This is the third blog post in the Biopharmaceutical Basics series.
Sometimes the whole or part of a gene is defective or missing from birth. This is typically referred to as a genetically inherited mutation.
In addition, healthy genes can change (mutate) over the course of our lives. These acquired mutations can be caused by environmental exposures. The good news is that most of these genetic changes (mutations) do not cause disease. But some inherited and acquired mutations can cause developmental disorders, neurological diseases, and cancer.
Depending on what is wrong, scientists can do one of several things through gene therapy.
What is gene therapy?
Gene therapy is an evolving strategy for disorders caused by a missing or faulty gene and may involve addition, inhibition, editing, or functional replacement of a gene.
Gene therapies can be one-time treatments and are designed to target the genetic root cause of diseases.
How does it work?
Gene therapy can be used to modify cells inside or outside the body. When gene therapy is used to modify cells inside the body, a doctor will inject a vehicle called a “vector,” carrying the gene directly into the patient.
When gene therapy is used to modify cells outside the body, doctors take blood, bone marrow, or another tissue, and separate out specific cell types in the lab. The vector containing the desired gene is introduced into these cells. The cells are later injected into the patient, where the new gene is used to produce the desired effect.
There are four types of gene therapy:
Gene replacement – Gene replacement uses a new, working gene to replace the function of a nonworking or missing gene. This gene then provides the instructions for the body to make the missing or insufficient protein.
Gene addition – Gene addition involves the introduction of a new gene into the body to target a specific aspect of what causes the disease.
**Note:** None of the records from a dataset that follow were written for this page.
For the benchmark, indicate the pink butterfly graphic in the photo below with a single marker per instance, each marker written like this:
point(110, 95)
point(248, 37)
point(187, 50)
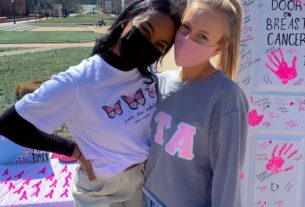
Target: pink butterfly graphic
point(116, 110)
point(134, 102)
point(152, 92)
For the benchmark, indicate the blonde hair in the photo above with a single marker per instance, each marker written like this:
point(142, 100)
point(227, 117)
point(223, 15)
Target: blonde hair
point(228, 59)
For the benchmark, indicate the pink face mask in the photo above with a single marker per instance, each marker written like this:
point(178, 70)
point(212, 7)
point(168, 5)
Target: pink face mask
point(189, 53)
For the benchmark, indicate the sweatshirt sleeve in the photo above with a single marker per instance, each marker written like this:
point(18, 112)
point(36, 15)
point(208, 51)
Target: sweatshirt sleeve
point(227, 146)
point(53, 103)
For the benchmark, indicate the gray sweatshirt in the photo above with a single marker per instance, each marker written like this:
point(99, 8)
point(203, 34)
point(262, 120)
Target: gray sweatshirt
point(198, 143)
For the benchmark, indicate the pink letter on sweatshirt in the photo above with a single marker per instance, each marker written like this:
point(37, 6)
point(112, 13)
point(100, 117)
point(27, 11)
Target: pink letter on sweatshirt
point(182, 142)
point(164, 121)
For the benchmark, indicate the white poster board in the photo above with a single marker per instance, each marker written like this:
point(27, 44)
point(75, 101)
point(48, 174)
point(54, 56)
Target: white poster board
point(272, 73)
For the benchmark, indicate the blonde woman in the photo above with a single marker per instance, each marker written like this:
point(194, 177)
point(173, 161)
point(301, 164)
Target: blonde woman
point(200, 126)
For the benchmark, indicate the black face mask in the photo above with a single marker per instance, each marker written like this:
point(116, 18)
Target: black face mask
point(136, 50)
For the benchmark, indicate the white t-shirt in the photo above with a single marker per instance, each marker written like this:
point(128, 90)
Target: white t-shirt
point(108, 112)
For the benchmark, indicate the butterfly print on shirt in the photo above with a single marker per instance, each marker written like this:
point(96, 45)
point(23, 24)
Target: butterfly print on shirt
point(133, 103)
point(116, 110)
point(152, 92)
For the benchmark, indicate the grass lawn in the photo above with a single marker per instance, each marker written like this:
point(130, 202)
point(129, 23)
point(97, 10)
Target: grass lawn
point(82, 19)
point(6, 49)
point(47, 36)
point(28, 67)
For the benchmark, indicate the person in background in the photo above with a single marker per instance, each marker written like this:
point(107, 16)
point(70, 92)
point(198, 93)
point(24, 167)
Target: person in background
point(107, 102)
point(199, 130)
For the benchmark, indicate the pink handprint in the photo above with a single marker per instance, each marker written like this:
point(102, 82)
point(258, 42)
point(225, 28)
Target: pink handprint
point(253, 118)
point(283, 72)
point(276, 163)
point(261, 204)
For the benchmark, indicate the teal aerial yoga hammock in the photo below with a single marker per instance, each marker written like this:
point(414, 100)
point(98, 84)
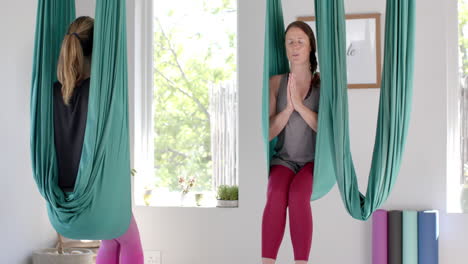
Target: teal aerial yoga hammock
point(333, 161)
point(100, 205)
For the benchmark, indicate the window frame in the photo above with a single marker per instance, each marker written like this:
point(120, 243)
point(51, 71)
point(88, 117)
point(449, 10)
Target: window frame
point(143, 154)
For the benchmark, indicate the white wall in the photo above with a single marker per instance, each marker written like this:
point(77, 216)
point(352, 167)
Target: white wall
point(228, 236)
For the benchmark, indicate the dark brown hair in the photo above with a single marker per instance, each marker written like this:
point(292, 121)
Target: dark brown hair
point(76, 45)
point(313, 46)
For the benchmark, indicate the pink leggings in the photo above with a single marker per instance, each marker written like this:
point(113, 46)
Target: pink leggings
point(287, 189)
point(126, 247)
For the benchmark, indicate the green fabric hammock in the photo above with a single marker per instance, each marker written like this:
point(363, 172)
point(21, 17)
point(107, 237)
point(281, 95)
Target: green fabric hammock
point(333, 160)
point(100, 205)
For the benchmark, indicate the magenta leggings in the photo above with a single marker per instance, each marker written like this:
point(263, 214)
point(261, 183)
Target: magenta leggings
point(288, 190)
point(126, 247)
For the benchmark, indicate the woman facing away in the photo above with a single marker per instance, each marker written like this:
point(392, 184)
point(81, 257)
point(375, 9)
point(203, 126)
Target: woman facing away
point(70, 102)
point(294, 102)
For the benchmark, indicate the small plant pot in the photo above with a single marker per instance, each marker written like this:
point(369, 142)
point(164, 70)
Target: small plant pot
point(69, 256)
point(228, 203)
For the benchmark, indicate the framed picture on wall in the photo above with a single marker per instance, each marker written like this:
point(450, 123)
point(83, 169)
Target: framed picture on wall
point(363, 51)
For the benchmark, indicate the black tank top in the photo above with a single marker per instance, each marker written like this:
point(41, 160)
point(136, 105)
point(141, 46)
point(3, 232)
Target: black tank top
point(69, 130)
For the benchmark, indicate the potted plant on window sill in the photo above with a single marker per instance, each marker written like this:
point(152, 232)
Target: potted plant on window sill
point(228, 196)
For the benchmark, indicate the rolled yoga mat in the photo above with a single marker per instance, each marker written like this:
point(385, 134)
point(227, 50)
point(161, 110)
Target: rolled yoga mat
point(410, 237)
point(394, 237)
point(428, 237)
point(379, 237)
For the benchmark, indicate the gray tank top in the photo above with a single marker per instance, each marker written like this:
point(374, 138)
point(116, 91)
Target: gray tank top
point(296, 142)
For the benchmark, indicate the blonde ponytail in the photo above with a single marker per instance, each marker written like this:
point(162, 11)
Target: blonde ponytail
point(76, 45)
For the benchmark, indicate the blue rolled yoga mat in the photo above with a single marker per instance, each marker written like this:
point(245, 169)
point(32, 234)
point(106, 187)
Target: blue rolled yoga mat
point(428, 237)
point(410, 237)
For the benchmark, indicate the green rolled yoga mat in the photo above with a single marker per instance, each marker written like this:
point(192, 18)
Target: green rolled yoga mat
point(410, 237)
point(394, 237)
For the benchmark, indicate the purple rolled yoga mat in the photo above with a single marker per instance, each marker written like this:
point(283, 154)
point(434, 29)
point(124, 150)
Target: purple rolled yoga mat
point(379, 237)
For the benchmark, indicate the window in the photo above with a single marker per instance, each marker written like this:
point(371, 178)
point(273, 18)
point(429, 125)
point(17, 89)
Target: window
point(186, 101)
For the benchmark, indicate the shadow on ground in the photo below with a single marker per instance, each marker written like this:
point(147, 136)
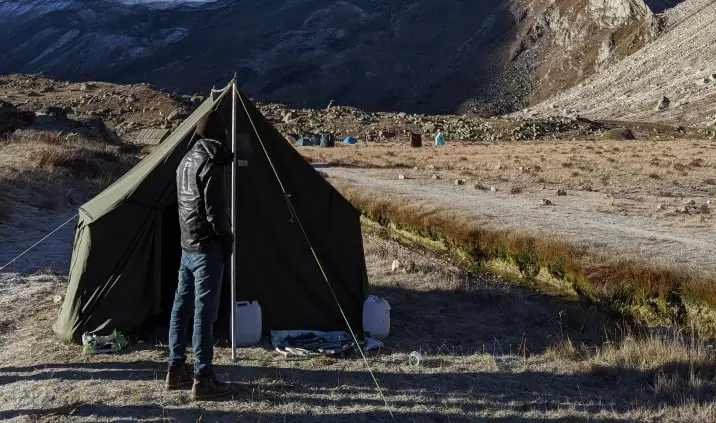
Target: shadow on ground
point(528, 392)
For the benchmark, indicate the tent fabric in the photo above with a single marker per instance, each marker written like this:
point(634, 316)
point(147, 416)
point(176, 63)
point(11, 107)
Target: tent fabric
point(126, 251)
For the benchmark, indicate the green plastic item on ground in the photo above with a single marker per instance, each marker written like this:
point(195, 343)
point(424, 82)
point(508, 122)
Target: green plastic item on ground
point(94, 344)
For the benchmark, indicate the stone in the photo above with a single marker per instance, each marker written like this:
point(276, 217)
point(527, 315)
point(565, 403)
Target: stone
point(663, 104)
point(174, 115)
point(409, 267)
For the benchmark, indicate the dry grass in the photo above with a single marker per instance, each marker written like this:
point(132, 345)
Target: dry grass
point(491, 351)
point(644, 290)
point(50, 170)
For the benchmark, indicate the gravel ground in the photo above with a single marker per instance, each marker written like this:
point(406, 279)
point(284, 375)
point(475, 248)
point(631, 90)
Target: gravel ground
point(650, 240)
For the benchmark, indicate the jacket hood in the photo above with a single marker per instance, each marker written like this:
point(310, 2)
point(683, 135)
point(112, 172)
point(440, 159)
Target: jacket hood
point(217, 151)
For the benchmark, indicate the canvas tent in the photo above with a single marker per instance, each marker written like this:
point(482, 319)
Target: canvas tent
point(126, 250)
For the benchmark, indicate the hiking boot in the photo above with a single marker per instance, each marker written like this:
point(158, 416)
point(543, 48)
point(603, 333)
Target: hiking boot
point(179, 376)
point(208, 388)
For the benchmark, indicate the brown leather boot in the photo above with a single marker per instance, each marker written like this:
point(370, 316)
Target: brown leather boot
point(180, 376)
point(207, 388)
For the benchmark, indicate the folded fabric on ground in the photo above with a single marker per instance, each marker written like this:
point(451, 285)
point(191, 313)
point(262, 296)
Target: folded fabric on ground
point(311, 343)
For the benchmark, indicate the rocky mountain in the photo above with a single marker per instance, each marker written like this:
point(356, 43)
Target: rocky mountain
point(672, 80)
point(410, 55)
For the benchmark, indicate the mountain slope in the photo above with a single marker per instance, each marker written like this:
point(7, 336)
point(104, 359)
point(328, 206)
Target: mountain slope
point(680, 65)
point(411, 55)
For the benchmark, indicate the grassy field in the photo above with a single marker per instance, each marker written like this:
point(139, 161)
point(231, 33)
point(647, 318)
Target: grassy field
point(53, 170)
point(491, 351)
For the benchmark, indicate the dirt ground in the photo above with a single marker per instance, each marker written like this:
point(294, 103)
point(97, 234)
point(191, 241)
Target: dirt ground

Gene inhibition – Gene inhibition involves deactivating or “silencing” the expression of a mutated or faulty gene that codes for a toxic protein or too much protein.
Gene editing – Gene editing corrects the mutation in a gene that is causing disease.
Why is gene therapy important?
Advances in genetics and bioengineering have enabled the development of gene therapy and, with it, the unprecedented potential to treat diseases caused by recessive gene disorders, acquired genetic diseases, and some viral infections. Technologies for manufacturing and analysis of gene therapy products are evolving with continued efforts to be fully optimized.
What solutions are available?
With the right analytical tools, scientists can expedite the development of safe, high-quality gene therapy products while reducing time to market and costs of manufacturing.
Solutions from Thermo Fisher Scientific are evolving, right along with the gene therapy advancements themselves. Our robust assays are tailored for the analysis of gene therapy products to enable fast results with better accuracy and reproducibility to facilitate the development of your gene therapy product and accelerate its progression to market. There are several recombinant DNA technology protocols, in which the gene-of-interest or healthy gene is inserted into a vector, which can be a viral, plasmodial, or nanostructured.
Messenger RNAs (mRNA) therapies — which upon introduction to the target cell are translated into desired proteins — are being explored in the use of personalized immunotherapy.